Ha fallecido en París, a los 95 años, Carlos Cruz-Diez, dejando un enorme legado al arte contemporáneo y un mensaje de optimismo y esperanza a los venezolanos
Conocí a Carlos Cruz-Diez un día de 1986 en los amplios espacios del Museo de Arte Contemporáneo de Caracas. A la sazón, yo trabajaba como periodista en el suplemento cultural de El Diario de Caracas. La directora del museo, Sofía Imber, también periodista, me llevó hacia donde se producía una febril actividad de montaje y me lo presentó.
Entre muchos operarios que instalaban sus obras, me encontré a un artista con aspecto de laboratorista, debido a su bata blanca. Era un hombre más bien pequeño, de grandes patillas y mirada afable tras los lentes.
Yo estaba emocionado pues sabía que estaba ante uno de los grandes artistas contemporáneos no solo de Venezuela sino de todo el mundo, cuyo su nombre se inscribía, junto al de otros renombrados representantes del arte cinético y del op art como Vasarely, Le Parc o el también venezolano Jesús Soto.
Como visitante de museos había disfrutado en muchas ocasiones de sus obras, pero también en muchos espacios urbanos de Caracas y otras ciudades, pues Cruz Diez siempre se planteó la integración de la obra con la ciudad como lo demostró en la ‘Inducción Cromática por Cambio de Frecuencia’, el mural cinético más largo de América (2 kilómetros) en la pared del puerto de La Guaira, obra hoy lamentablemente desaparecida.
Acostumbrado a las entrevistas, respondió a las preguntas con mucha seguridad, haciendo gala de sus profundos conocimientos en teoría del color. Pero yo, fiel a mi escuela de periodismo rompedor, guardaba la pregunta-gatillo para el final:
–¿Qué les diría a quienes opinan que es un pintor de rayitas?

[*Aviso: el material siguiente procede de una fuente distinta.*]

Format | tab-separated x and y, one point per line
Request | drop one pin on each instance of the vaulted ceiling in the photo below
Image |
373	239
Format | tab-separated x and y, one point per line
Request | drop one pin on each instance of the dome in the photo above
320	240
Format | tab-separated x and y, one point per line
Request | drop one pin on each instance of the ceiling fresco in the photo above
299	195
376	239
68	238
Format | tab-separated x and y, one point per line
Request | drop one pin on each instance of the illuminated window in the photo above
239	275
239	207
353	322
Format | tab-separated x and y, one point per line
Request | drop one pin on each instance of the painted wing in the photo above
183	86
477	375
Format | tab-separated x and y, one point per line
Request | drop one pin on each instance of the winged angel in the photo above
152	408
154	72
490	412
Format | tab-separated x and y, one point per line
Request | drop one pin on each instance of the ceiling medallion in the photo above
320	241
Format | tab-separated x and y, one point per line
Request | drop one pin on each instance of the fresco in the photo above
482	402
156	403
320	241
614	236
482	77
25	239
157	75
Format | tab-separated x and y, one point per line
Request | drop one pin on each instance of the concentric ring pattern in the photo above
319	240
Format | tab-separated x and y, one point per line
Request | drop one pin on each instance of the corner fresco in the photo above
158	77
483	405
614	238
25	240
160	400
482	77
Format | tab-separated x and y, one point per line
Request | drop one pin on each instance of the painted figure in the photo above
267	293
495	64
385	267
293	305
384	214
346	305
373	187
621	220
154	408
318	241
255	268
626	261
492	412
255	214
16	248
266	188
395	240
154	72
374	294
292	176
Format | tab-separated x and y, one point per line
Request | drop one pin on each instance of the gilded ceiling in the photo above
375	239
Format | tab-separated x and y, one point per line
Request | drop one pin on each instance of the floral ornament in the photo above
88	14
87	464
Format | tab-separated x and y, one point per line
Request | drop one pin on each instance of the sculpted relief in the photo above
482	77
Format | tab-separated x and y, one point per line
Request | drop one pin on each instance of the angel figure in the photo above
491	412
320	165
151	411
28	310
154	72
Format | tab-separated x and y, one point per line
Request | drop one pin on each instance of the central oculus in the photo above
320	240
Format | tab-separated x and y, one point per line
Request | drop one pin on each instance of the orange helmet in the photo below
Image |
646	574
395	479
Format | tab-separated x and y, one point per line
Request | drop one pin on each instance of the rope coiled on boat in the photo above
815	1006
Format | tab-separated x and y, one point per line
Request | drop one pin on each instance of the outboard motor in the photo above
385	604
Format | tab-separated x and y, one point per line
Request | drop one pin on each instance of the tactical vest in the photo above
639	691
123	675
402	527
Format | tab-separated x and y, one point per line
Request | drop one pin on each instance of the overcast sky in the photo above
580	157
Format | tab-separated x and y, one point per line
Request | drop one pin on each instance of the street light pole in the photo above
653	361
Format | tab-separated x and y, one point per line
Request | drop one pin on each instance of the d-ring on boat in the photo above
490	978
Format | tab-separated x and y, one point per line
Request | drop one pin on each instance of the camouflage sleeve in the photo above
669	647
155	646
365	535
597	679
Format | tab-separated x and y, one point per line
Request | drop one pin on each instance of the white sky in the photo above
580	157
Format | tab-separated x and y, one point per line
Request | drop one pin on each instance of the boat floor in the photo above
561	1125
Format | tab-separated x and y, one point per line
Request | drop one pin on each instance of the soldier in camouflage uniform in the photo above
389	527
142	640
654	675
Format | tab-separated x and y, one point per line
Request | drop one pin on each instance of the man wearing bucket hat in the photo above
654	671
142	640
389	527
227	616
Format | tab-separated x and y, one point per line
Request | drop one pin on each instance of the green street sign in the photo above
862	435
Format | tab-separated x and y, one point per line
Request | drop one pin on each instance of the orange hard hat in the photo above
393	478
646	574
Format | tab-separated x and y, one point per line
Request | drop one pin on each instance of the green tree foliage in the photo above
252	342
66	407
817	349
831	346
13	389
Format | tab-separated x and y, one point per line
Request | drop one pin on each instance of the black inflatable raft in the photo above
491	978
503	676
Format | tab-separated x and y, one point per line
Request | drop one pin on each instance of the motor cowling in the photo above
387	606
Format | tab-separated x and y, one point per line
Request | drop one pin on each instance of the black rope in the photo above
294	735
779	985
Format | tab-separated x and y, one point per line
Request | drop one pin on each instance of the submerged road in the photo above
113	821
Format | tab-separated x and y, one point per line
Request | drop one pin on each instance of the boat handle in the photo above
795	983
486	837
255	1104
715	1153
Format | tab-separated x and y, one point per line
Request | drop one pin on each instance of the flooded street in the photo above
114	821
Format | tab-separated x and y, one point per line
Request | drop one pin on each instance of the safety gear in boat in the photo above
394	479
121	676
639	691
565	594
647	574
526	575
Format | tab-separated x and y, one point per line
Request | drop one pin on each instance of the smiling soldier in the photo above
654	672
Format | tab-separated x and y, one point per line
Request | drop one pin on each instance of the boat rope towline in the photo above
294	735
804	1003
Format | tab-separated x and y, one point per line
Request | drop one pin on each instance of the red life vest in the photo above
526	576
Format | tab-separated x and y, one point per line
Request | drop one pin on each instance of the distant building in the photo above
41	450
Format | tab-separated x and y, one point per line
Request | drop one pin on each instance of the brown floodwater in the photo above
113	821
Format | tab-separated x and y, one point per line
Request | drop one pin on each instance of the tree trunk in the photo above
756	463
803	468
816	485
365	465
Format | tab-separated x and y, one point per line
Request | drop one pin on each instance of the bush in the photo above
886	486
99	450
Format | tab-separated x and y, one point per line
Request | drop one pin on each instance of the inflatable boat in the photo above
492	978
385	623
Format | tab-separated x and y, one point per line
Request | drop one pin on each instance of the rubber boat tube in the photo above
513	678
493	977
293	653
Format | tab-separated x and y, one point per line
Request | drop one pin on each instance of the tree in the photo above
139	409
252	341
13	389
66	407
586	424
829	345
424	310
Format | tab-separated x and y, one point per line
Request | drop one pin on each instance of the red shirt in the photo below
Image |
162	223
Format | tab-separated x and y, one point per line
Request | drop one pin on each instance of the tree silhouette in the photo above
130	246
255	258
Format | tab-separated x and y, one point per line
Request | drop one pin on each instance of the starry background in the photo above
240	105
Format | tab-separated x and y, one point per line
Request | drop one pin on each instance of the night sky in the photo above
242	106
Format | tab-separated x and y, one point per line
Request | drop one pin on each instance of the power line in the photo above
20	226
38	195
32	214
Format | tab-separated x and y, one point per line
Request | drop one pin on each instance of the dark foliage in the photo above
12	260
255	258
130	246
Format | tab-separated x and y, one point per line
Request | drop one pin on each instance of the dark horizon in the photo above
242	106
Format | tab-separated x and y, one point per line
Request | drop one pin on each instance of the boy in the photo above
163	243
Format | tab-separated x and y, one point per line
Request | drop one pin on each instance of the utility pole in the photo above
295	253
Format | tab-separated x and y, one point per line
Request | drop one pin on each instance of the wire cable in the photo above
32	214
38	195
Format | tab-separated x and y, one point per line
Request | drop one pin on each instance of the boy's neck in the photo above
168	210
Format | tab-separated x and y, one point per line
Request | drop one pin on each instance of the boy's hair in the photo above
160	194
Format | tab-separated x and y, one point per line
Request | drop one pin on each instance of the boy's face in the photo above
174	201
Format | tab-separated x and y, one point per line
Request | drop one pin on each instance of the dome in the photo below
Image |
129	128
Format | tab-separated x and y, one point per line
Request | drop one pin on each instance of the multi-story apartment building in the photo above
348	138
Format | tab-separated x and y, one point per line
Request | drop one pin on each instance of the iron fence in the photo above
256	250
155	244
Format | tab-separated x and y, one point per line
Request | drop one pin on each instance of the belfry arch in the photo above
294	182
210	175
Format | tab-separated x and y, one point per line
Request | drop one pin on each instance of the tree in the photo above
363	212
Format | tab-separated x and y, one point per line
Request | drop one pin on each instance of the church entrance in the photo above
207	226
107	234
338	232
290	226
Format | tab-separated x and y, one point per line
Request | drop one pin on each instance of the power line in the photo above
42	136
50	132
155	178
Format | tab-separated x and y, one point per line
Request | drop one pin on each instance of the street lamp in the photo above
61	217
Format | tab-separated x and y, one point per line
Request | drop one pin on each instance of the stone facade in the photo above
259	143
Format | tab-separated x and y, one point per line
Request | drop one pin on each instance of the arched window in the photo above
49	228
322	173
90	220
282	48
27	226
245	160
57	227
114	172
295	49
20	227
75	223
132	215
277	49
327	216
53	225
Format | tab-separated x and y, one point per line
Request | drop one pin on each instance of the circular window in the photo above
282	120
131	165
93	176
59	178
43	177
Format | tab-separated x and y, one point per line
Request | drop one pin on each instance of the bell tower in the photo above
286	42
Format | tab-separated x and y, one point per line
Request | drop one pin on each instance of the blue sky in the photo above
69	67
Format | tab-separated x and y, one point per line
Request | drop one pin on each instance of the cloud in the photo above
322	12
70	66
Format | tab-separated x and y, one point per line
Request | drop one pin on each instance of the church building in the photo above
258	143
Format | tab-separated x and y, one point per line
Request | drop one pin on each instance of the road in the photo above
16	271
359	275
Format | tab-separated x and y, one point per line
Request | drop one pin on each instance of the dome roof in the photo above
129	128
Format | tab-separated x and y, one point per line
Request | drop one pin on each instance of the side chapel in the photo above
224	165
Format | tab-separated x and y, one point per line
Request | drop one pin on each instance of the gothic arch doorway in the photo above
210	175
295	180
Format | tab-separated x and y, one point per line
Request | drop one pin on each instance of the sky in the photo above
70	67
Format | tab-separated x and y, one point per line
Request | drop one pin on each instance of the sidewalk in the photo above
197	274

No voy a decir que se molestó, porque Cruz-Diez tenía buen humor, pero sí abrió los ojos bastante y diría que se sobresaltó porque hasta entonces la entrevista había discurrido por un muy civilizado intercambio de preguntas y respuestas.
–¡No soy un pintor de rayitas! –me dijo airado. Y, a continuación, explicó por enésima vez sus teorías y su convicción de que el color es capaz de suscitar la emoción del movimiento sin la necesidad de la anécdota. Así fue que me regaló uno de los títulos más redondos en mi carrera periodística.
Muchas cosas pasaron desde entonces, Cruz-Diez se fue a vivir a Francia y su obra siguió, indetenible, su proceso de internacionalización. Aquí, en España, tuvieron lugar dos exposiciones individuales de relevancia: una en 2003, bajo título ‘Carlos Cruz-Diez. De lo Participativo a lo Interactivo, otra Noción del Color’, llevada a cabo por el Ayuntamiento de València en el Museo del Almudín; y otra en 2009, llamada ‘Carlos Cruz-Diez: el color sucede’, promovida por la Fundación Juan March en Palma de Mallorca.
Su obra ‘Cromointerferencia de color aditivo’, en el Aeropuerto Internacional Simón Bolívar de Maiquetía, se ha convertido en un icono de la diáspora, ya que millones de venezolanos se llevan como último recuerdo una foto con ella.
En una entrevista reciente se lamentaba de este éxodo y sus circunstancias, pero a la vez se mostraba optimista y esperanzado, como escribió en una carta a la juventud venezolana.